Franck ArguillèreY'aurait-il une accélération dans la prise de conscience des dégâts causés par les pesticides sur la santé et sur l'environnement ? Deux événements qui viennent de se produire et dont la concomitance est un hasard en sont peut-être le signe.

Pour la première fois en France la justice a reconnu la responsabilité d'un fabricant d'herbicide dans l'intoxication d'un agriculteur.
En ouvrant la cuve d'un pulvérisateur, en 2004, Paul François avait reçu en plein visage des vapeurs de Lasso, un désherbant produit par Monsanto. Il était tombé dans le coma et frappé d'amnésie. Il avait eu ensuite des séquelles très invalidantes l'obligeant à interrompre son activité pendant près d'un an. Aujourd'hui, il est toujours sujet à des maux de tête et des fatigues chroniques et ne travaille plus qu'à mi-temps. Les médecins considèrent que son système nerveux central a été affecté.
La dangerosité de l'herbicide avait été établie dès les années 1980 et le Lasso interdit au Canada, en Belgique et au Royaume-Uni. Il a fallu attendre 2007 pour qu'il soit retiré du marché français.

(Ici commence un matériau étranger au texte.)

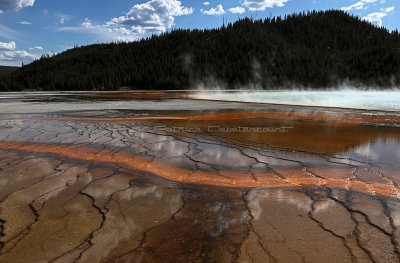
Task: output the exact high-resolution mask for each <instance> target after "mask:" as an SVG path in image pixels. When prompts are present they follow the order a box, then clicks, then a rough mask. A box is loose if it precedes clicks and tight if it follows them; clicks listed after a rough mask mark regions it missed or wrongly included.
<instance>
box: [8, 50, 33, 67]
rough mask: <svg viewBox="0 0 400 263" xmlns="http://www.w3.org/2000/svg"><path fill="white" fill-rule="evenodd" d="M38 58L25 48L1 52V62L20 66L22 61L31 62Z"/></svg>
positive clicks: (28, 62) (21, 62) (17, 65)
mask: <svg viewBox="0 0 400 263" xmlns="http://www.w3.org/2000/svg"><path fill="white" fill-rule="evenodd" d="M37 58H38V57H37V56H35V55H33V54H31V53H29V52H26V51H25V50H15V51H3V52H0V64H1V65H6V66H20V65H21V63H30V62H32V61H33V60H35V59H37Z"/></svg>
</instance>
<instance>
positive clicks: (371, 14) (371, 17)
mask: <svg viewBox="0 0 400 263" xmlns="http://www.w3.org/2000/svg"><path fill="white" fill-rule="evenodd" d="M394 9H395V8H394V6H392V7H387V8H381V12H374V13H371V14H368V15H366V16H364V17H362V19H364V20H366V21H368V22H370V23H372V24H375V25H377V26H382V18H384V17H385V16H387V15H388V13H390V12H393V11H394Z"/></svg>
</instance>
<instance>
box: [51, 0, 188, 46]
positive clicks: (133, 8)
mask: <svg viewBox="0 0 400 263" xmlns="http://www.w3.org/2000/svg"><path fill="white" fill-rule="evenodd" d="M192 13H193V8H190V7H184V6H182V3H181V1H179V0H150V1H148V2H145V3H142V4H136V5H134V6H133V7H132V8H131V10H130V11H129V12H128V13H126V14H125V15H124V16H120V17H115V18H112V19H111V20H110V21H108V22H106V23H96V22H93V21H91V20H90V19H89V18H86V19H85V20H84V21H83V23H82V24H81V25H79V26H77V27H61V28H58V29H57V30H58V31H75V32H85V33H87V32H89V33H92V34H95V35H97V36H98V37H100V38H101V40H118V41H131V40H136V39H139V38H142V37H145V36H148V35H151V34H159V33H162V32H165V31H167V30H168V29H170V28H172V26H173V25H174V22H175V17H177V16H184V15H190V14H192Z"/></svg>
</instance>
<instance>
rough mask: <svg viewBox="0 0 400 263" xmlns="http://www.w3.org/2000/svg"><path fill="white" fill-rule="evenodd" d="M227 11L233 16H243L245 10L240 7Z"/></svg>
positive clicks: (239, 6) (229, 9) (242, 8)
mask: <svg viewBox="0 0 400 263" xmlns="http://www.w3.org/2000/svg"><path fill="white" fill-rule="evenodd" d="M228 10H229V12H231V13H233V14H243V13H244V12H246V10H245V9H244V8H243V7H241V6H237V7H233V8H229V9H228Z"/></svg>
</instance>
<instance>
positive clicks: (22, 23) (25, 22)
mask: <svg viewBox="0 0 400 263" xmlns="http://www.w3.org/2000/svg"><path fill="white" fill-rule="evenodd" d="M17 24H21V25H32V22H28V21H20V22H17Z"/></svg>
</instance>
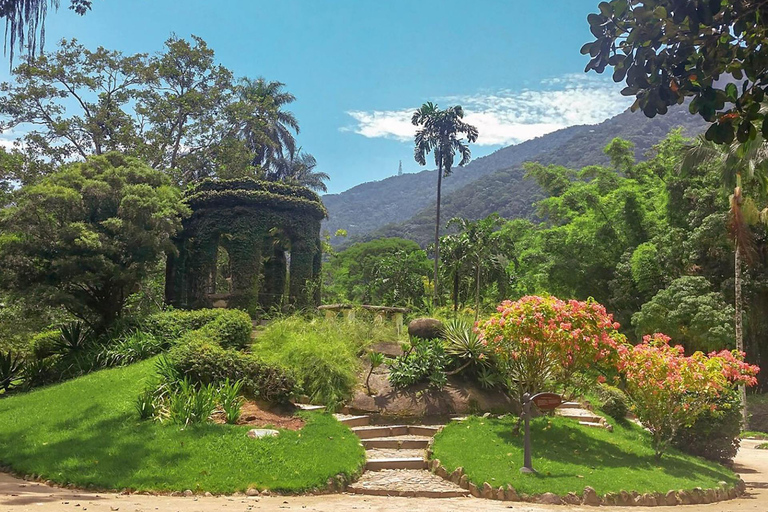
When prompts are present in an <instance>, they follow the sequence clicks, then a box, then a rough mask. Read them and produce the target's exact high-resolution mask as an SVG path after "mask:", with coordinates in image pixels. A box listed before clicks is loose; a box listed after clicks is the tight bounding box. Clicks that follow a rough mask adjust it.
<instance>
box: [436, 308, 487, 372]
mask: <svg viewBox="0 0 768 512" xmlns="http://www.w3.org/2000/svg"><path fill="white" fill-rule="evenodd" d="M443 336H444V339H445V353H446V354H448V355H449V356H450V357H452V358H453V359H456V360H458V361H460V362H461V364H460V366H459V367H458V368H457V369H455V370H453V371H451V372H449V373H448V375H455V374H457V373H459V372H461V371H463V370H464V369H466V368H467V367H469V366H471V365H475V366H481V367H482V366H487V365H488V354H487V350H486V347H485V346H484V345H483V344H482V343H481V342H480V336H479V335H478V334H477V333H476V332H475V330H474V329H473V328H472V324H471V323H469V322H468V321H466V320H463V319H461V318H452V319H451V320H449V321H448V322H447V323H446V324H445V326H444V328H443Z"/></svg>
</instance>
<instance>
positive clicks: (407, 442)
mask: <svg viewBox="0 0 768 512" xmlns="http://www.w3.org/2000/svg"><path fill="white" fill-rule="evenodd" d="M362 443H363V446H364V447H365V449H366V450H368V449H371V448H383V449H398V448H399V449H408V450H410V449H419V450H424V449H426V448H427V447H428V446H429V438H428V437H424V438H423V439H400V438H398V437H380V438H373V439H363V440H362Z"/></svg>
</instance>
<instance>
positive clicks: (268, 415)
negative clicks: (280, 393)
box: [212, 402, 305, 430]
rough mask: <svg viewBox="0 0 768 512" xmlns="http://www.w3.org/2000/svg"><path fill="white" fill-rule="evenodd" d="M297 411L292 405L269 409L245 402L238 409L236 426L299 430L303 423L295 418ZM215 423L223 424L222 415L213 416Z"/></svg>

On l'attendait depuis dix ans, la réglementation européenne sur les vins bio vient d'être adoptée ! Jusqu'à maintenant seul le raisin pouvait avoir le label. Aujourd'hui la vinification est enfin prise en compte.
Dans le compromis nécessaire pour répondre aux spécificités des différents pays européens, il y a quelques points positifs : les seuils de sulfites sont fixés à un niveau relativement bas (100 mg/l pour le vin rouge contre 150 mg/l en conventionnel) et les intrants doivent faire partie d'une liste bien définie. Quelques points négatifs : les copeaux ne sont pas interdits et les levures exogènes non OGM sont autorisées alors qu'on considère généralement en France que celles qui sont contenues dans le fruit (endogènes) suffisent amplement. Mais maintenant que le cadre européen est fixé, rien n'empêche de créer des labels plus stricts au niveau national.

Dans les deux cas, les gagnants sont les consommateurs et les agriculteurs. Les premiers vont pouvoir avec le label "vin bio" orienter plus facilement leurs achats vers des produits bénéfiques pour leur santé. Les conversions en viticulture bio ont des chances de s'accélérer, ce qui est une bonne nouvelle pour la santé des seconds… Qui vont par ailleurs se sentir enfin fondés à demander des comptes aux firmes phytosanitaires grâce au procès gagné par Paul François.